Cuánto hemos perdido por el camino renegando de las viejas estampas blanquinegras. Nos han hecho creer que todo en esta vida es de color, el cine, la pintura, la arquitectura y hasta tus apuntes de secundaria, que más que apuntes parecen el folleto de una tienda de pinturas, llegando así a saturar (y nunca mejor dicho) nuestro día a día con el único propósito de alcanzar un estímulo vacío de contenido.

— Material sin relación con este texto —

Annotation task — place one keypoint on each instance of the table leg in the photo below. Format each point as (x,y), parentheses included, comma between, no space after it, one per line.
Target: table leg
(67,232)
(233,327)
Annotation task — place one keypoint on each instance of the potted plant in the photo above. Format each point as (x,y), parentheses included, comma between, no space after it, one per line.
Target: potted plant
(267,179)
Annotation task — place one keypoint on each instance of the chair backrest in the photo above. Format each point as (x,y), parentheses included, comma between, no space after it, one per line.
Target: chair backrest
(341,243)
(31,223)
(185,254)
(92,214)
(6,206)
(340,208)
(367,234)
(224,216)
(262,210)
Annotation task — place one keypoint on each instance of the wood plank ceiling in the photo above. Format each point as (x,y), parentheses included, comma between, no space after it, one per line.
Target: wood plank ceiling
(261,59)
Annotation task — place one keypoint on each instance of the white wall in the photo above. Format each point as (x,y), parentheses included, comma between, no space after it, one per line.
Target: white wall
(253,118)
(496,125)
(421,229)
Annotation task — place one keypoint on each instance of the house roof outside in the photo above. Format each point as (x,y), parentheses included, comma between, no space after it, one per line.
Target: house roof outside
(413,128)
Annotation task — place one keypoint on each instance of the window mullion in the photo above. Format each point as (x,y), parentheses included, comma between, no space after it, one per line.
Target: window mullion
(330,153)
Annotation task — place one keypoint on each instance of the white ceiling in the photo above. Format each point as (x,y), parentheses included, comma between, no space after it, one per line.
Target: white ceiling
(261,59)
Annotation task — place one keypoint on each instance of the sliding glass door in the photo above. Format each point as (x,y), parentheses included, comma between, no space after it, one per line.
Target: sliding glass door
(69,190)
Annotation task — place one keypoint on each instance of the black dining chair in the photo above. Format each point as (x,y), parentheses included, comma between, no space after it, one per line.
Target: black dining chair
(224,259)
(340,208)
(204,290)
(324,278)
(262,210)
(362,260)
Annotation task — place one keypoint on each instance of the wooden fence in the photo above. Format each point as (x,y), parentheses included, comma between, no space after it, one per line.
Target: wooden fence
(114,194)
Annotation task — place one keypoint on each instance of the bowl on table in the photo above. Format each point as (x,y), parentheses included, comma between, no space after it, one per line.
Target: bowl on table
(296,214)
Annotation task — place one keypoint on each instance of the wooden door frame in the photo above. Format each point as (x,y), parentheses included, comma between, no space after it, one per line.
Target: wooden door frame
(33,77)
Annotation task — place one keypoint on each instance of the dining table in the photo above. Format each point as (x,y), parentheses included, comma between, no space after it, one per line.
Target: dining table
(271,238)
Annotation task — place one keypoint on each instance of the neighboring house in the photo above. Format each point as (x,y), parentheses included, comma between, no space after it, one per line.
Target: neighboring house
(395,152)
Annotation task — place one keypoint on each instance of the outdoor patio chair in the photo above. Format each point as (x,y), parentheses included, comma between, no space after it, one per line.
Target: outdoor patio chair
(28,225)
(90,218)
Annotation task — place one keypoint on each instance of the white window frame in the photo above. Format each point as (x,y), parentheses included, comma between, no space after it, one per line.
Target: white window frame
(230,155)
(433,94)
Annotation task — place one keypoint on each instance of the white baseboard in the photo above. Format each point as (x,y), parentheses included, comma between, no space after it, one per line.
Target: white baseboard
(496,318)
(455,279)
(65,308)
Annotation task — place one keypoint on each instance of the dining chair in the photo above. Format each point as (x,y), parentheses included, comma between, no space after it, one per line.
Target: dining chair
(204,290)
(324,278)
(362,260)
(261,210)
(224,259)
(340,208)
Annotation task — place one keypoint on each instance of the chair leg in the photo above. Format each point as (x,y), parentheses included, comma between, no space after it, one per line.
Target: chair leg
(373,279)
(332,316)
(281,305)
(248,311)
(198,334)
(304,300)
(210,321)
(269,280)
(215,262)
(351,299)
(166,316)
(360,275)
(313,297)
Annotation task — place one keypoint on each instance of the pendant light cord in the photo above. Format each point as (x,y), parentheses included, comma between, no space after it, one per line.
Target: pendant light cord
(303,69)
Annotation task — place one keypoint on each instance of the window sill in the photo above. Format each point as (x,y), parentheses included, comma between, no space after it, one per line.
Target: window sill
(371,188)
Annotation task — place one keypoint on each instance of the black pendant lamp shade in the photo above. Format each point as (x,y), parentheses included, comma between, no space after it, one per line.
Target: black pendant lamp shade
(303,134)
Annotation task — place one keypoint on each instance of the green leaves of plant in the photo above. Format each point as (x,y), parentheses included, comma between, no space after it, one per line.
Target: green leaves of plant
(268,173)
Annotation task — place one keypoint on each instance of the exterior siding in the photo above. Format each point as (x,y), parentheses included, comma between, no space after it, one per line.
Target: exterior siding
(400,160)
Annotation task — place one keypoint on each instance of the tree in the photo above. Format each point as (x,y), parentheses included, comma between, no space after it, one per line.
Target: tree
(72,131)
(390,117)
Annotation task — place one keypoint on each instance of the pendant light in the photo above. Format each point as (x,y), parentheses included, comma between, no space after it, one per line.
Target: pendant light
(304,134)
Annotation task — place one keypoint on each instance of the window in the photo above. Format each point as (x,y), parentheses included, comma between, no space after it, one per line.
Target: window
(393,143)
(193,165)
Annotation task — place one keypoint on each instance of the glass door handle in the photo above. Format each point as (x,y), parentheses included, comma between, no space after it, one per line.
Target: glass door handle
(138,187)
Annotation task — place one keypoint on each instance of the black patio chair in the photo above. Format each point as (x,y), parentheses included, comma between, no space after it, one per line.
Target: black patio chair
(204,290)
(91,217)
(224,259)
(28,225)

Pasando de puntillas entre los iconos artísticos del siglo veinte: desde el cine de Chaplin a las primeras obras a carboncillo y lápiz de Picasso pasando por las icónicas viviendas modernas del mismísimo Le Corbusier y con una obligatoria parada en las sobrias fotografías de Henri Cartier-Bresson; todas estas obras comparten algo más profundo que lo tan evidente a simple vista y es que en todas ellas el contenido y su trasfondo brillan mucho más que el mero hecho de carecer de color alguno.

 

Mi infancia son recuerdos de un patio de Sevilla,

y un huerto claro donde madura el limonero;

mi juventud, veinte años en tierras de Castilla;

mi historia, algunos casos que recordar no quiero.

 

Con una sonrisa de oreja a oreja cierro el álbum del que otro día escribiré en este blog y con la certeza de saber que cada domingo gris del año echo raíces en el altillo de mi abuela me dispongo a cerrar el armario donde encuentro mi sitio, en blanco y negro. Si para Antonio Machado su infancia estaba en el limonero de un patio sevillano, la mía perdurará siempre tras las puertas de ese viejo mueble.